Duffy Power biography
Duffy Power (born Ray Howard, 9 September 1941, Fulham, West London) is an English blues and rock and roll singer, who achieved some success in the 1960s and has performed and recorded intermittently since then.
He was discovered in 1959 by impresario, Larry Parnes, singing at a talent show with his group Duffy and the Dreamers. He was renamed Duffy Power in the style of Parnes' other discoveries, such as Billy Fury, Marty Wilde, Vince Eager and Georgie Fame. He recorded a series of cover versions of such songs as "Dream Lover" and "Ain't She Sweet" as singles for the Fontana label over the next two years, but unlike some of his stablemates failed to achieve commercial success.
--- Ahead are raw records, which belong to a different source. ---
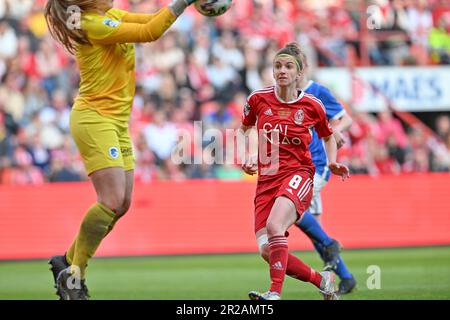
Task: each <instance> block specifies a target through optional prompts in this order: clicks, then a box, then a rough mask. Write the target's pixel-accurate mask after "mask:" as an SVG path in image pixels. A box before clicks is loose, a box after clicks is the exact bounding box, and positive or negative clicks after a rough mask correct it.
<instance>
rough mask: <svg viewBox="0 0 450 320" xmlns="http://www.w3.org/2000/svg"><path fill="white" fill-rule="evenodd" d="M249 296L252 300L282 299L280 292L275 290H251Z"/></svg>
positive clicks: (278, 299) (248, 295)
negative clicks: (281, 298)
mask: <svg viewBox="0 0 450 320" xmlns="http://www.w3.org/2000/svg"><path fill="white" fill-rule="evenodd" d="M248 297H249V298H250V300H281V297H280V294H279V293H278V292H273V291H267V292H264V293H260V292H257V291H250V292H249V293H248Z"/></svg>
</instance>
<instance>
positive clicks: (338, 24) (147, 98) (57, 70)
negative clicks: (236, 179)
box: [0, 0, 450, 185]
mask: <svg viewBox="0 0 450 320" xmlns="http://www.w3.org/2000/svg"><path fill="white" fill-rule="evenodd" d="M167 2H168V1H157V0H122V1H119V0H116V1H115V5H116V6H117V7H119V8H122V9H125V10H130V11H134V12H154V11H156V10H157V9H158V8H160V7H161V6H162V5H164V4H166V3H167ZM370 4H374V5H376V6H374V7H371V8H372V9H374V11H372V12H367V11H366V9H367V7H368V5H370ZM44 5H45V1H44V0H36V1H33V0H0V79H1V81H0V184H10V185H11V184H40V183H44V182H46V181H78V180H84V179H86V178H87V177H86V176H85V173H84V168H83V164H82V162H81V159H80V157H79V154H78V151H77V149H76V146H75V145H74V142H73V140H72V138H71V137H70V132H69V114H70V108H71V104H72V101H73V99H74V98H75V97H76V94H77V88H78V80H79V76H78V71H77V67H76V65H75V61H74V59H73V57H71V56H70V55H69V54H67V53H66V52H65V51H64V50H63V49H62V47H61V46H59V45H57V44H56V43H55V42H54V41H53V40H52V39H51V38H50V36H49V34H48V31H47V28H46V24H45V19H44V16H43V7H44ZM234 5H235V8H234V9H233V10H230V11H229V12H228V13H227V14H225V15H223V16H221V17H220V18H216V19H207V18H204V17H202V16H200V15H199V14H198V13H197V12H195V10H193V9H192V8H191V9H190V10H188V11H187V12H186V13H185V14H184V15H182V17H181V18H180V19H179V20H178V21H177V22H176V24H175V25H174V26H173V27H172V28H171V29H170V30H169V31H168V32H167V33H166V34H165V35H164V36H163V37H162V38H161V39H159V40H158V41H156V42H154V43H150V44H143V45H137V46H136V70H137V75H136V78H137V89H136V97H135V100H134V106H133V112H132V119H131V125H130V128H131V133H132V136H133V141H134V144H135V146H134V147H135V154H136V159H137V160H136V161H137V163H136V164H137V166H136V179H137V180H138V181H144V182H148V181H153V180H159V179H188V178H219V179H244V178H245V177H244V175H243V173H242V172H241V170H240V168H239V167H238V166H234V165H207V164H199V165H176V164H175V163H174V162H173V161H171V151H172V149H173V147H174V146H175V145H176V144H177V141H178V139H179V134H178V133H179V132H180V130H183V131H184V132H186V130H187V131H188V132H193V130H194V121H202V126H203V129H204V130H205V129H208V128H218V129H220V130H223V131H225V130H226V129H231V128H238V127H239V125H240V119H241V111H242V108H243V106H244V104H245V99H246V97H247V95H248V94H249V93H250V92H251V91H252V90H255V89H259V88H261V87H264V86H266V85H271V84H272V70H271V62H272V58H273V56H274V53H275V52H276V51H277V50H278V48H279V47H280V46H282V45H284V44H286V43H287V42H290V41H292V40H296V41H298V42H299V43H301V44H302V45H303V46H304V48H305V50H306V51H307V55H308V57H309V63H310V65H311V69H312V70H314V69H315V68H317V67H339V66H345V67H355V66H379V65H396V66H399V65H439V64H442V65H443V64H450V4H449V3H448V1H442V0H434V1H433V0H428V1H419V0H417V1H413V0H410V1H407V0H393V1H388V0H378V1H373V2H366V1H356V0H355V1H304V0H260V1H257V0H254V1H251V0H239V1H235V4H234ZM368 14H369V16H370V17H375V18H374V19H375V20H373V21H369V24H370V23H372V24H373V26H374V28H372V27H371V26H372V25H368V26H363V25H362V24H366V21H367V15H368ZM312 76H314V74H312ZM335 94H336V95H337V96H339V92H335ZM449 109H450V106H449ZM424 111H426V110H424ZM348 112H350V114H351V115H352V117H353V119H354V124H353V126H352V128H351V130H350V132H349V133H348V134H347V144H346V146H345V147H344V148H342V149H341V150H340V155H339V157H340V160H341V161H343V162H345V163H347V164H348V165H349V166H350V167H351V170H352V172H353V173H368V174H372V175H378V174H399V173H402V172H429V171H450V151H449V150H450V116H449V114H448V113H447V114H446V113H442V114H436V115H435V117H434V118H433V120H434V121H433V123H432V125H430V126H431V129H432V130H433V131H434V134H433V135H432V136H427V135H425V134H424V132H423V131H422V129H421V127H414V126H412V127H411V126H409V125H407V124H405V123H403V122H402V121H400V120H399V119H398V118H397V117H396V116H395V114H393V113H391V112H390V111H384V112H380V113H378V114H373V113H365V112H355V111H354V110H353V109H352V106H351V105H348ZM210 142H211V141H206V140H205V141H203V146H202V145H198V144H195V143H193V144H192V146H191V147H192V148H191V152H192V153H194V152H196V149H197V151H198V150H203V147H205V146H206V145H208V144H209V143H210ZM200 144H201V143H200ZM200 152H201V151H200ZM205 156H208V155H207V154H205Z"/></svg>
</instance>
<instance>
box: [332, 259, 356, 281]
mask: <svg viewBox="0 0 450 320" xmlns="http://www.w3.org/2000/svg"><path fill="white" fill-rule="evenodd" d="M335 272H336V274H337V275H338V276H339V278H341V279H350V278H351V277H353V275H352V274H351V273H350V271H349V270H348V269H347V266H346V265H345V263H344V260H342V257H341V256H339V263H338V264H337V268H336V270H335Z"/></svg>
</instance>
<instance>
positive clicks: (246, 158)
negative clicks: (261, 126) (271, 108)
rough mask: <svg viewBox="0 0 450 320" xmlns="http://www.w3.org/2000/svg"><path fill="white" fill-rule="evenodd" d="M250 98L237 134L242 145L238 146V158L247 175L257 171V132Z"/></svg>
mask: <svg viewBox="0 0 450 320" xmlns="http://www.w3.org/2000/svg"><path fill="white" fill-rule="evenodd" d="M252 103H253V101H252V102H251V98H249V100H248V101H247V103H246V104H245V106H244V111H243V114H242V124H241V127H240V128H239V131H240V132H239V133H240V134H241V136H242V137H243V141H242V145H238V157H239V159H240V160H241V163H242V166H241V167H242V170H244V172H245V173H247V174H249V175H254V174H255V173H256V172H257V171H258V130H257V129H256V127H255V124H256V113H255V110H254V107H252V106H251V104H252Z"/></svg>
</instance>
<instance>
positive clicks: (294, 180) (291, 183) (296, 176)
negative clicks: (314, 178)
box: [289, 174, 302, 189]
mask: <svg viewBox="0 0 450 320" xmlns="http://www.w3.org/2000/svg"><path fill="white" fill-rule="evenodd" d="M301 182H302V177H301V176H299V175H298V174H296V175H295V176H293V177H292V179H291V181H289V187H291V188H293V189H297V188H298V186H299V185H300V183H301Z"/></svg>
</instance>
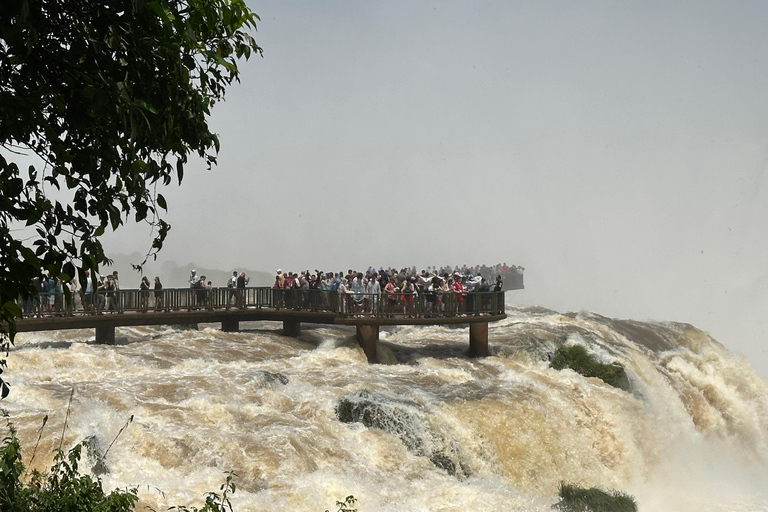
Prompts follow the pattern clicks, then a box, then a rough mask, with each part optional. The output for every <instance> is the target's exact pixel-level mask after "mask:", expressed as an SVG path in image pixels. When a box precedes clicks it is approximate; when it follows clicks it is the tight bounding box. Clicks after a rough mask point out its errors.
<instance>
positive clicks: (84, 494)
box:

Duffy left Parnes in 1961, suffering from depression. However, he was introduced by a friend to the growing London blues club scene, and in 1963 teamed up with Graham Bond, Jack Bruce, Ginger Baker and John McLaughlin to record "I Saw Her Standing There", one of the first cover versions of a Beatles song. He continued to record for Parlophone Records through the 1960s, both as a solo artist, often backed by top session musicians, and with Alexis Korner’s Blues Incorporated, but the critical acclaim for his performances failed to be matched by sales.
Power also worked as a session musician, and played on the soundtrack of the 1969 film, The Italian Job.
In 1973 he finally released a solo album, Duffy Power on the GSF label, produced in conjunction with Andrew Loog Oldham and featuring Korner, Dana Gillespie and others. At around the same time, an album of tracks recorded in 1969 was issued on the Spark label. Although by this time he was widely recognised as an impressive singer, the albums again failed to sell.
For some years his problems were aggravated by drug use and he succumbed to mental illness. In the late 1980s he re-emerged, and some of his unreleased recordings from the 1960s were issued on CD in 2002 as Leapers and Sleepers.